International Village issues a check to Youngs Travel, the travel agency that booked the flights, for $16,800. But Youngs owner Chou said under oath that Foster asked the travel agent not to deposit the Sept. 6 check, and wait for a second check. That’s because the second check would come from the CSSA. Chou tells Plato under oath that the $16,800 covered the flights, but not lodging or other expenses.


“Foster would not admit paying for the lodging directly, saying, ‘My son paid, not I.' However, she later conceded that International Village is a ‘family run’ business, although she claims her son does not get paid for his work.”


Sept. 7

Plato further explains how Ernat falsified “scholarship” letters, and how Edmonds should’ve known that the developer paid for the trip.

“Edmonds received an email from Ernat attaching the scholarship letter from WSU’s CSSA. Notably, Ernat received the scholarship letter through Wayne Hofmann of Spence Brothers, via an email that explained he received it from Foster. It would seem that this should have alerted both Edmonds and Ernat to an issue as to the origin of the funding.”


Plato then explains how Ernat lied under oath.

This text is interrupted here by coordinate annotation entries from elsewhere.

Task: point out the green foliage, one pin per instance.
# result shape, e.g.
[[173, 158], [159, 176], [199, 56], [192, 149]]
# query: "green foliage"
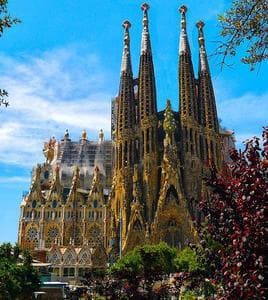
[[18, 279], [189, 295], [148, 261], [187, 261], [6, 21], [244, 26]]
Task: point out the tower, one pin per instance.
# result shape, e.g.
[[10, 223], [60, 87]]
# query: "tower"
[[124, 143], [189, 123], [148, 121], [210, 144]]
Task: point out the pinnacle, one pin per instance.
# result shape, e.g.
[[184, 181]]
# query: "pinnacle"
[[145, 7], [200, 24], [183, 9], [126, 24]]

“Ernat explained that the CSSA was aware of Foster’s involvement with this trip and was in communication with her to understand the ‘cultural nature of the trip.’ Ernat testified she now sees how this email from Hoffman and Foster attaching the letter from the CSSA should have been a ‘red flag.’

"However, Ernat’s entire explanation of this issue is questionable as she failed to mention that she drafted the scholarship letter during either of her sworn interviews or her testimony before the city council.”


Sept. 8


Plato introduces Bingwen Wang, the person whose name is on the cashier’s check that is used to pay for the airfare. She’s a former student association treasurer who quit the organization in 2015. She gets roped into Foster’s scheme because even though she’s no longer the treasurer, her name is still on the CSSA’s debit card and bank account.

Student association members Peifeng Li and Jiingpen Xue first contact Bingwen Wang about using the CSSA’s account to fund the trip to China, although Bingwen Wang claims she didn’t know the check’s purpose until learning from Plato’s investigation.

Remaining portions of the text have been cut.